Yes, about 2/3 of it comes from the software/hardware stack in your computer/console.
The remainder (a few frames' worth of latency) is from the display itself. There's something like a frame buffer inside the display if I understand correctly although implementations vary widely; some displays are good for gaming and some aren't.
If you have a chance to game with original 8/16-bit hardware with wired controllers on a real CRT it's such a treat. You can really feel the difference.
Cheers for the comments. I'm still improving and tweaking this script - planning to test a fully 16-bit-per-component version of the filter chain, to eliminate any artifacts that might still exist. (Also, halation/diffuse glow for color CRTs isn't yet true to real-life visual results, but that will be improved.)
it's a dos batchfile on github that applies ffmpeg filters in clever ways to recreate the distortions and artifacts of displaying images on old cathode ray tube displays.
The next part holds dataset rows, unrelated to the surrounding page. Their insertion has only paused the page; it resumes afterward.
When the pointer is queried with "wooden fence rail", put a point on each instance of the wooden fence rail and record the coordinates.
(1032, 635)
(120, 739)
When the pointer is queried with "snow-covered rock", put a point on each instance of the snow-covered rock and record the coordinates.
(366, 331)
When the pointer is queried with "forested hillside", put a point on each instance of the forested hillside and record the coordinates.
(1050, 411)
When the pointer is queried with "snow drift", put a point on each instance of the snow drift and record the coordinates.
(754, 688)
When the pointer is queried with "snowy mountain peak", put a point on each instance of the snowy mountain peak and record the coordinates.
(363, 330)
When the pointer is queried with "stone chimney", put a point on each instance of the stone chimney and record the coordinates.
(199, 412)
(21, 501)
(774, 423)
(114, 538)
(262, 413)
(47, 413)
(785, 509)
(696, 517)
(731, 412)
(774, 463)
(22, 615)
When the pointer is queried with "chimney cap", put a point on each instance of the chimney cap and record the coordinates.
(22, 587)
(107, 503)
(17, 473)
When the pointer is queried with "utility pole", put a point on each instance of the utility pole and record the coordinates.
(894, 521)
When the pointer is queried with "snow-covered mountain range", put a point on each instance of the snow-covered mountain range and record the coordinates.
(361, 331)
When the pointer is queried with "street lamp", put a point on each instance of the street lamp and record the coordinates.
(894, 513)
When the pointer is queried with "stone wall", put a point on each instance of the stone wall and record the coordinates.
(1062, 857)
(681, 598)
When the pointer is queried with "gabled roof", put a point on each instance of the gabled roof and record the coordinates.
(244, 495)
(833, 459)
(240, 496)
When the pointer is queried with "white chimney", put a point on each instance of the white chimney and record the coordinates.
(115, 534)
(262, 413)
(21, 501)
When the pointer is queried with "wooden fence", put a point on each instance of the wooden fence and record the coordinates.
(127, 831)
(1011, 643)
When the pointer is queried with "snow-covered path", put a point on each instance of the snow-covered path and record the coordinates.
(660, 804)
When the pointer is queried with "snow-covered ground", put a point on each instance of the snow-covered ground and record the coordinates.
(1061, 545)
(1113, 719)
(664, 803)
I use it with VapourSynth, actually, but as the name implies it would never have existed without AVISynth and its community <3 http://www.vapoursynth.com/about/
Thanks. Yep, a pure GPU approach is probably the way to go for this stuff in general. One reason I used FFmpeg here was the goal of applying the effect to stand-alone videos/images, which you can't conveniently/easily do with shaders (AFAIK).
The other reason is that my shader coding experience is pretty much zero, something I should fix at some point. ;) But if someone more knowledgeable gets inspired by this in the meantime and cooks something up, that'd be cool for sure.
> Those double sided CF2 disks were a better disk than either the 5.25" or the 3.5" IMHO.
Not sure how they were better than 3.5" disks at that time (they might have been better than the poor quality once sold towards the end of the Floppy era), but for sure they were much more expensive. I don't miss them one bit.
https://www.dwitter.net/d/12335
And a more recent one with more interesting motion at faster speed:
https://www.dwitter.net/d/21705
It is interesting how even as an animation it makes it look a lot smoother than the raw upscaled pixels of the same simple graphics.